Turning the IPO on Its Head

Any transaction with the words reverse and shell in its description can give CFOs the willies. But through the first 10 months of 2010, close to 200 companies had entered the equity markets via a technique known as the “reverse merger.”

A reverse merger is the bargain-basement way to go public: a private company sells itself to a publicly traded “shell” company and then takes control of the shell. The transaction is usually done in conjunction with an infusion of money from private investors. The private company’s owners end up holding as much as 95% of the shell company.

Reverse mergers don’t supplant traditional initial public offerings. They typically raise only $3 million to $5 million. But the private company gets a public listing without paying hefty underwriting fees.

Many of these transactions get done through the over-the-counter securities market, so the newly public company has time to “season itself” before the stricter corporate-governance regulations of large exchanges, says David Bukzin, a founding partner of accounting firm Marcum LLP.

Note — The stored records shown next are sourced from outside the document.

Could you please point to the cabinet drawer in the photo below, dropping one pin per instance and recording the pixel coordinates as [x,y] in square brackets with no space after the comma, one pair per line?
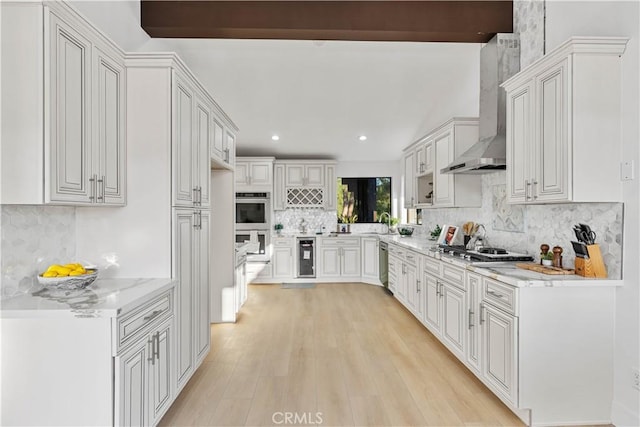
[411,257]
[139,320]
[500,295]
[432,266]
[453,274]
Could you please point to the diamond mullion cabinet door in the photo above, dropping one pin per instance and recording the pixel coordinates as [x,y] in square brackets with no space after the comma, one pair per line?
[519,139]
[500,358]
[203,121]
[132,385]
[201,286]
[474,333]
[551,179]
[108,124]
[69,148]
[183,143]
[160,391]
[185,267]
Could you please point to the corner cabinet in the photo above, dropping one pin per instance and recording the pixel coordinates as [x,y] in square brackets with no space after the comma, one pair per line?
[424,185]
[559,122]
[75,100]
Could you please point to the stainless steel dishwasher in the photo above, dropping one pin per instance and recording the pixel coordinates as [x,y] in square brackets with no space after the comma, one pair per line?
[306,257]
[383,264]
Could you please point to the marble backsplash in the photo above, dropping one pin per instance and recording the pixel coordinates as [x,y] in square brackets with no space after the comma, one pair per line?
[521,228]
[32,238]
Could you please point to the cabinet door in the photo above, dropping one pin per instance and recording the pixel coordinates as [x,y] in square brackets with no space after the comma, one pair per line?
[350,263]
[183,146]
[217,142]
[283,262]
[500,351]
[242,173]
[261,173]
[279,198]
[184,272]
[329,261]
[330,199]
[432,315]
[160,397]
[443,183]
[370,259]
[131,385]
[454,317]
[202,160]
[409,178]
[314,175]
[294,175]
[201,300]
[411,277]
[519,154]
[70,168]
[552,149]
[474,333]
[109,151]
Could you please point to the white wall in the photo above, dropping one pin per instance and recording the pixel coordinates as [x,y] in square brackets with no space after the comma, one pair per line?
[620,18]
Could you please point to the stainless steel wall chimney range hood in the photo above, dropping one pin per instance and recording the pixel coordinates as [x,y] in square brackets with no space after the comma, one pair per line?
[499,60]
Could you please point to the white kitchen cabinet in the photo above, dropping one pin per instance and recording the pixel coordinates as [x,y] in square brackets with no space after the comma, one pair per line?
[254,173]
[370,260]
[283,258]
[192,292]
[339,258]
[409,179]
[279,195]
[474,331]
[331,184]
[500,357]
[556,122]
[143,378]
[63,142]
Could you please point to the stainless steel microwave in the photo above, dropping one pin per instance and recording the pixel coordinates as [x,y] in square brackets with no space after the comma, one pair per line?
[253,211]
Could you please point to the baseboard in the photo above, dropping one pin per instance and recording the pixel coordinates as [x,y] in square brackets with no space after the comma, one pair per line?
[622,416]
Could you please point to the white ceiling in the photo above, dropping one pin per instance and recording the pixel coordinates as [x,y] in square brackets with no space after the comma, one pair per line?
[320,96]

Reverse mergers could be an excellent strategy for companies “that are in industries Wall Street typically loves or that want common stock for acquisitions,” Bukzin says. Financial sponsors also use them to increase the liquidity of their investments.

A key to such transactions is to raise enough capital to get to the next phase of the company’s growth plan, says Bukzin. If the market sees the potential, the price and liquidity of the stock improve and a larger share offering and an uplisting to Nasdaq or the NYSE become possible.

Still, taking over a failed company (which is what many shell companies are) is filled with potential minefields. The shell company may come with pending litigation, for instance, or a damaged balance sheet. That could take months to clean up, adding expenses the reverse merger was supposed to avoid. — V.R.